As I have no particular favourite roaster at the moment I was thinking of going on a coffee journey ( metaphorically speaking, not physically), and working my way through the whole of the uk roasters sticky in this sub-forum.

There's 63 links but I know some of them aren't active anymore, ie Roberts, presumably because they've gone bust so there's perhaps 55ish roasters to try. I've already tried 12 so around 40 to go. I only get through about 250g of coffee a week so that will limit me to 1 bag from each making it rather expensive when I factor in posting, but if I didn't limit it to 1 bag it would take me years to complete.

Has anybody else tried this? What where your surprises? Who where your favourites? If you found a really good one did you end your search and stay faithful or did you carry on with your coffee speed dating?









I'm surprised to see Garraways on this list as I thought they were more a vending machine and café suppliers, and they would have to be the exception to the rule as they only do 1kg bags, but they're literally within walking distance of me so I may as well give them a go.

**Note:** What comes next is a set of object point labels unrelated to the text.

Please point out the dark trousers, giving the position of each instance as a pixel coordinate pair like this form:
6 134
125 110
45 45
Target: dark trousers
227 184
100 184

I'm going to rule out any site that doesn't make it clear that that post within a few days of roasting because I can buy stale beans from Asda.

Any thoughts?


----------



## Yes Row (Jan 23, 2013)

Sounds like fun and a long journey and as you state expensive when factoring in postage. I would also rule out any website that does not clearly and easily state their posting fees. Nothing more annoying than having to open an account to have postage fees calculated at checkout to find they are daylight robbery. Postage can always be stated if x number of bags comes in within RM postage scales This moan is in "general" and most roasters it does not apply to


----------



## Mrboots2u (May 10, 2013)

So out of interest , what are you going to try when you go to a supplier, their own espresso blend or a SO?


----------



## cold war kid (Mar 12, 2010)

I hadn't really thought about that. I don't want to be able to compare each side by side, it's more just a case of going on their website and just picking something a bit different or maybe their signature blend, it depends how I feel at the time. I'm going to treat it more like subscription, but one where I put in all the work rather than attempt to judge them on a level playing field, which would be impossible anyway.

I think I'm going to have to look into the costs of it first though. If you take for example HR Higgins, most of their coffee's are over a tenner a bag, if they then charge a flat rate of a fiver postage, on principle I won't be buying from them. If on the other hand postage is free( which I doubt) that makes it acceptable.

The problem is I can get a very nice blend from Rave for example, delivered to my door for less than £15 a kilo, so I would be loath to pay that for a 250g bag.


----------



## Mrboots2u (May 10, 2013)

All good points, most places will have a signature blend of their own. Love to hear how you get on with this. Who you find who gives postage rates , your taste experiences etc . If you pop over to atkinsons in lancaster let me know , ill take you for a coffee if I'm free. ( ps there Thalia espresso blend and the Lusso are both very nice )


----------



## Charliej (Feb 25, 2012)

Just a little piece of info, I just tried the Roberts & Co link on here myself and it doesn't work but if you google them the site is there. They are definitely still in business as I was at their Roastery/cafe yesterday having a quick chat with the owner about a possible DSOL offereing in the future and came away with a free 250g bag of Australian Skybury. Just seems that however hard I try atm my coffee stockpile keeps getting larger lol.


----------



## Glenn (Jun 14, 2008)

Roberts link now updated

The link originally submitted is no longer valid


----------